County keeps ARP funds in reserve

After 15 months, Bartholomew County government has finally received all the money allocated to it from the American Rescue Plan (ARP).

With the final distribution of $8,136,545 now in the county’s coffers, the amount of federal COVID-19 relief funds received since May, 2021, amounts to $16,273,089, county auditor Pia O’Connor said.

Since local government first began receiving this money, O’Connor and her staff have been required to submit a summary of revenue and expenditures every three months. The following financial information, which reflects second quarter 2022 activity, will be submitted to federal authorities by the end of this month, the auditor said.
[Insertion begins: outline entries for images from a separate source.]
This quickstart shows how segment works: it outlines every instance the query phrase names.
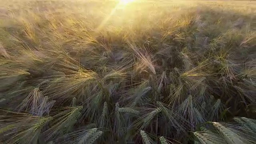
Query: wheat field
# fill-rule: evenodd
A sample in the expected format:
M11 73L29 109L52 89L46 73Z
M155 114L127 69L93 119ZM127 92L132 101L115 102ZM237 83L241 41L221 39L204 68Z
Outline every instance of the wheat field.
M0 0L0 144L255 144L256 1L126 2Z

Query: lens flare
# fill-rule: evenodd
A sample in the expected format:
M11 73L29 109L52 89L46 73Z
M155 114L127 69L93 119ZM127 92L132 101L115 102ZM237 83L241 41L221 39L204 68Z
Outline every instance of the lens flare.
M120 0L120 3L122 5L126 5L134 1L134 0Z

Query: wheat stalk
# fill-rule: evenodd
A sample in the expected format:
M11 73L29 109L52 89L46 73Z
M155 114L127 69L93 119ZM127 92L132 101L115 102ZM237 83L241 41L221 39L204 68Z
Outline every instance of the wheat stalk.
M102 135L102 132L101 131L98 131L94 133L87 141L86 144L93 144L100 136Z
M142 138L142 140L143 141L143 144L151 144L150 138L148 137L147 134L146 134L145 131L143 130L141 130L140 132L140 135Z
M120 112L132 114L135 115L139 115L140 112L130 108L118 108L118 112Z
M76 97L74 97L72 99L72 102L71 102L71 106L75 106L76 104Z
M213 122L213 125L224 136L225 139L229 144L243 144L243 141L240 136L218 122Z
M98 130L96 128L94 128L89 130L86 133L86 134L81 138L81 140L78 143L78 144L83 144L86 143L86 142L89 138L94 133Z
M167 142L166 139L163 136L160 136L159 138L159 141L160 141L160 144L169 144L169 143Z

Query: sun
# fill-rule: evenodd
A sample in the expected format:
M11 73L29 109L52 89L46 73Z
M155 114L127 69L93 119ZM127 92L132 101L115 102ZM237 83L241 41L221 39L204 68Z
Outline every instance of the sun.
M131 2L132 2L134 0L120 0L120 3L122 5L127 4Z

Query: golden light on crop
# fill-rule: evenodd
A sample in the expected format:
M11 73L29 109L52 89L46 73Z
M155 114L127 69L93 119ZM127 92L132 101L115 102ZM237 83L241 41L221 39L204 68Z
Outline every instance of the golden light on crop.
M134 1L134 0L120 0L120 3L122 5L126 5Z

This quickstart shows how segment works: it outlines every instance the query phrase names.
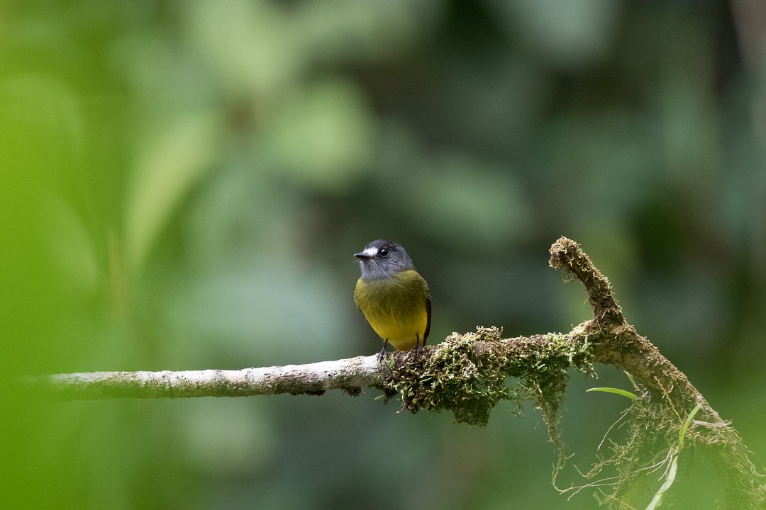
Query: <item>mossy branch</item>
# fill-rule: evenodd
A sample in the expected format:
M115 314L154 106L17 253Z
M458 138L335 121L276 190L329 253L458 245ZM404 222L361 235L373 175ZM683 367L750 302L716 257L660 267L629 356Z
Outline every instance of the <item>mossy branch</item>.
M604 495L604 502L630 508L624 505L630 499L637 474L667 457L668 452L677 453L684 417L699 404L696 419L684 430L687 444L712 450L723 480L727 508L763 508L764 477L737 431L683 372L627 322L609 281L576 242L562 237L550 253L551 267L583 284L593 310L592 318L568 333L502 339L496 328L478 328L476 333L453 333L420 354L393 352L383 363L375 356L359 356L232 371L59 374L31 382L38 391L62 400L321 395L328 389L355 395L362 386L372 386L389 398L399 393L403 408L412 412L448 409L456 421L480 426L487 424L489 412L500 401L515 401L520 409L523 401L532 400L541 410L558 450L558 472L565 456L556 425L568 370L589 374L593 364L601 362L630 374L638 382L639 393L627 411L630 416L628 442L615 446L614 456L594 469L597 473L608 464L618 473L616 488ZM516 378L519 384L509 388L508 377Z

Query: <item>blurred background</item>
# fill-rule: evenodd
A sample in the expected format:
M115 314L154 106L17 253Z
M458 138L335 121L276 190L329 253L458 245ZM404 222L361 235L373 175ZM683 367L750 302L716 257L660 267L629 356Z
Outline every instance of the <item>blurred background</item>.
M595 507L552 487L531 408L478 428L368 388L44 404L18 387L373 354L352 254L378 238L430 284L430 343L588 319L548 267L575 239L762 466L764 34L748 0L2 2L0 505ZM561 488L627 405L584 394L630 387L597 371L572 375ZM709 461L682 465L673 501L712 508Z

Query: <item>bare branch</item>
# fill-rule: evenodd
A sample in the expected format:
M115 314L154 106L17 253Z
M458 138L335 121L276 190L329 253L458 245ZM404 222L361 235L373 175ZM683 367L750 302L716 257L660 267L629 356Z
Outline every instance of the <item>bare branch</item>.
M371 356L241 370L56 374L34 378L32 383L38 391L57 400L93 400L321 395L329 389L356 395L362 386L378 385L382 378L377 357Z

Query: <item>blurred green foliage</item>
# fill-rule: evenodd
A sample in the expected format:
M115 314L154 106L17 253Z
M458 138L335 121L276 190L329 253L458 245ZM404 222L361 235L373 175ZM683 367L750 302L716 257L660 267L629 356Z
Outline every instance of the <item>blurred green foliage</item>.
M588 318L547 268L580 242L764 459L766 31L745 4L0 5L0 506L593 508L551 487L531 409L477 429L372 391L46 404L17 385L372 354L352 254L378 238L428 279L434 343ZM594 382L571 381L561 485L625 405ZM712 508L690 464L669 501Z

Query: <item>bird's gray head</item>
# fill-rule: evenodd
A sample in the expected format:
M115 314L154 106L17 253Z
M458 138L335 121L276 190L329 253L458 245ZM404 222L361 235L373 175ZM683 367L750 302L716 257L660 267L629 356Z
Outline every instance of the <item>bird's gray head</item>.
M378 239L365 246L361 253L355 253L359 259L362 280L387 278L404 271L412 269L412 260L407 252L391 241Z

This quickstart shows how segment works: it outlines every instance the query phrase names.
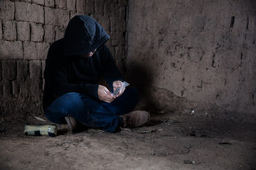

Early last year, the county learned they would be allowed to recoup a lump sum of $10 million for revenue losses without submitting a detailed accounting of those losses. At the end of June, there was still $6,972,334 left in this category that have not been spent.

Expenses paid out from April through June include a payment of $40,370 for new sanitary sewers, electrical pedestals and upgrades at the Bartholomew County Fairgrounds. Work on the project, which is expected to cost a total of $629,180, should be completed by March, 2023.

The county also has paid $32,865 toward a $1.3 million upgrade of the heating, ventilation and air conditioning system at the Bartholomew County Jail.

The only complete purchase made during the second quarter with ARP funds was for a new van for the nursing division of the Bartholomew County Health Dept., O’Connor said. Her report also indicates that $472,500 has been allocated to reimburse certain nonprofits for their revenue loss.

Prior to the second quarter, federal funds had been used to purchase a new headquarters for the nursing division of the Bartholomew County Health Dept., as well as for establishing vaccine clinics and bonuses for county workers who placed themselves at risk during the initial COVID-19 crisis.

Other approved projects include park improvements ($1 million), township assistance ($1.2 million), rural fire departments ($1.5 million) and countywide broadband service ($4 million).

The county still has $12,529,658 — or nearly 70% of it’s ARP allotment remaining. However, many of these funds will be used to pay off the balance of approved expenditures. The county generally doesn’t make full payment to a vendor or contractor until a project is completed to their satisfaction.

County officials are not under any pressure at this time to spend the ARP funds quickly. The federal government requires only that contracts must be in place by the end of 2024, and that the money is spent by the end of 2026, O’Connor said.

Bartholomew County government is limited to the following general areas in spending American Rescue Plan funding:

  • To respond to the public health emergency with respect to COVID-19 or its negative economic impacts. This could include assistance to households, small business, nonprofits, or to aid impacted industries such as tourism, travel and hospitality.
  • To respond to workers performing essential work during the public health emergency by providing premium pay to eligible workers of Columbus, Bartholomew County government, and non-entitlement units of local government. The funds could also provide grants to certain employers who have eligible workers who perform essential work.
  • For the provision of government services to the extent of the reduction in revenue to Columbus, Bartholomew County government, and non-entitlement units of local government, due to the COVID-19 public health emergency. This provision would be relative to revenues collected in the most recent full fiscal year of the local governments.
  • To make necessary investments in water, sewer or broadband infrastructure as approved by the U.S. Treasury.

However, the county is prohibited from using this money to lower taxes, to increase pension funds or finance general county government expenses.